In the setting of the contemporary opioid epidemic, use of opioids for pain relief in the emergency department (ED) has been scrutinized. Opioid prescription presents increased risk for development of opioid use disorder and presents challenges for attainment of adequate pain control in opioid tolerant patients. Alternatives to opioids are an important topic of discussion in emergency medicine as well as in pain management subspecialties. Many institutions are adopting ketamine for analgesic use based on observational data and/or provider choice, but until recently, the high-quality evidence validating ketamine using randomized controlled trials (RCTs) has been limited. This article details a meta-analysis of RCTs comparing low-dose ketamine (LDK) to morphine for analgesia.
Review of Literature:
In a 2018 meta-analysis, three RCTs including 261 adult patients examined the analgesic effects of intravenous (IV) LDK administered in patients with acute pain, compared against IV morphine. The studies included patients with either acute traumatic or non-traumatic pain as a chief complaint, with acuteness defined as the pain having begun within the previous week. Exclusion criteria for this meta-analysis included studies examining ketamine in pediatric patients, lack of randomization, use of placebo, non-use or non-reporting of visual analog scale (VAS) or numeric rating scale (NRS) pain scores, and studies in which there was procedural sedation or co-administration of any analgesic within twenty minutes of IV LDK/opioid administration. While the inclusion criteria were very conservative, a primary focus of this study was to examine only contemporary, high-quality evidence, limiting the majority of recent research on the topic of LDK for ED analgesia.
Patients receiving the analgesic intervention received LDK or morphine administered as an initial one-time dose, single-agent IV bolus, with comparison of pre-post pain score from baseline to a reported time point closest to ten minutes after administration. While there were other time points at which pain was reassessed, ten minutes was chosen as it was a commonly reported time point for reassessment in all trials. Additional analgesia could be provided twenty minutes following the initial dose and was the same as the first dose. The primary outcome measured was mean difference in pain scores following the administration of ketamine or morphine. Change in pain was assessed using the VAS or NRS tools. Secondary outcomes included occurrence of any adverse events or side effects, and the requirement of additional dosing or alternative analgesics to control pain.
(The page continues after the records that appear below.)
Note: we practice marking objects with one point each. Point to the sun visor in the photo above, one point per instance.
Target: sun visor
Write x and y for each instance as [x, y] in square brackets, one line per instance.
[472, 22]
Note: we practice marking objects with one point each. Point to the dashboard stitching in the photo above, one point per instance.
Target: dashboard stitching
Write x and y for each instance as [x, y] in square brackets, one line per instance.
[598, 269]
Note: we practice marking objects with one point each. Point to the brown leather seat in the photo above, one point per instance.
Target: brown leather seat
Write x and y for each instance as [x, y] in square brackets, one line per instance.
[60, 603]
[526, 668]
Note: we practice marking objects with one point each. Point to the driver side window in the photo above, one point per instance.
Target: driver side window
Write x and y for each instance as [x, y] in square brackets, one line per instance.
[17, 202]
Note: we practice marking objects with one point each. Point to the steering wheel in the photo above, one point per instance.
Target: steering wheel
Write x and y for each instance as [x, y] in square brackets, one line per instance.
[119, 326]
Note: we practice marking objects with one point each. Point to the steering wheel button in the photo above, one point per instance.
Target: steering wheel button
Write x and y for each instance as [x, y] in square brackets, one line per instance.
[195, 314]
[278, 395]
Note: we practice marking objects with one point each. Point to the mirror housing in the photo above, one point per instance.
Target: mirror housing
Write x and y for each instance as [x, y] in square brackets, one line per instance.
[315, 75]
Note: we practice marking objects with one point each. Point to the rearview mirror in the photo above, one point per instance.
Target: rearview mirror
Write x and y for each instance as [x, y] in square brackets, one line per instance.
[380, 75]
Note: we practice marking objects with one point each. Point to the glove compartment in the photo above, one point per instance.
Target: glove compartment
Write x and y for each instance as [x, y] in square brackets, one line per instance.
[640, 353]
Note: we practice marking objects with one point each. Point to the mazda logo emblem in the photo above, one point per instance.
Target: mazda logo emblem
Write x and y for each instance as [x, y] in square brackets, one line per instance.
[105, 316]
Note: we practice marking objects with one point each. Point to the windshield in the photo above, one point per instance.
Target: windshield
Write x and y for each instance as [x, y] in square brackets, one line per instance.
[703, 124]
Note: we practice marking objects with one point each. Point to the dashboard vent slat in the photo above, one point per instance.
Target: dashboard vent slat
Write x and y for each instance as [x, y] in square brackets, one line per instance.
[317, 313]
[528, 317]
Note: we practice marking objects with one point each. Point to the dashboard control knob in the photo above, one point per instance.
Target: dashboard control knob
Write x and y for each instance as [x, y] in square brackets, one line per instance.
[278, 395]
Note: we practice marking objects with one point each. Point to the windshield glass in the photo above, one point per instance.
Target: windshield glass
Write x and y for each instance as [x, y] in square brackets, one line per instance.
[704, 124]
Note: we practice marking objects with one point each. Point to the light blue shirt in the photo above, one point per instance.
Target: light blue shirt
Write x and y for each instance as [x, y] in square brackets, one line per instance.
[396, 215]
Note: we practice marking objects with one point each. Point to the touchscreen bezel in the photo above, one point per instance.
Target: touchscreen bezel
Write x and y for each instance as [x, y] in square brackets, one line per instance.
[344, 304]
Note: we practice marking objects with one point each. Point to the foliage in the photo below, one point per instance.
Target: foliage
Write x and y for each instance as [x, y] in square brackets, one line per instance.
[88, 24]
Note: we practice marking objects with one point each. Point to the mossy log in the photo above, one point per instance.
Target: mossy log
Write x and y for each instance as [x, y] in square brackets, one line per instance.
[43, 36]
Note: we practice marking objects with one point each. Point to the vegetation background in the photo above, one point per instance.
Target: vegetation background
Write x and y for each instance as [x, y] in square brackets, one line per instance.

The data pooled amongst these trials showed that ketamine and morphine were statistically similar in attenuating pain. Mean change in pain scores were calculated, and the absolute value of recorded pain change in the morphine arm was subtracted from the absolute value of the change in the ketamine arm. None of the trials demonstrated a clinically or statistically significant difference between ketamine and morphine in reduction of pain as measured by the pain score tool. Pooled change between the ketamine and morphine arms was 0.42 (95% CI = –0.70 to 1.54) where positive values suggest ketamine was superior to morphine in reducing pain.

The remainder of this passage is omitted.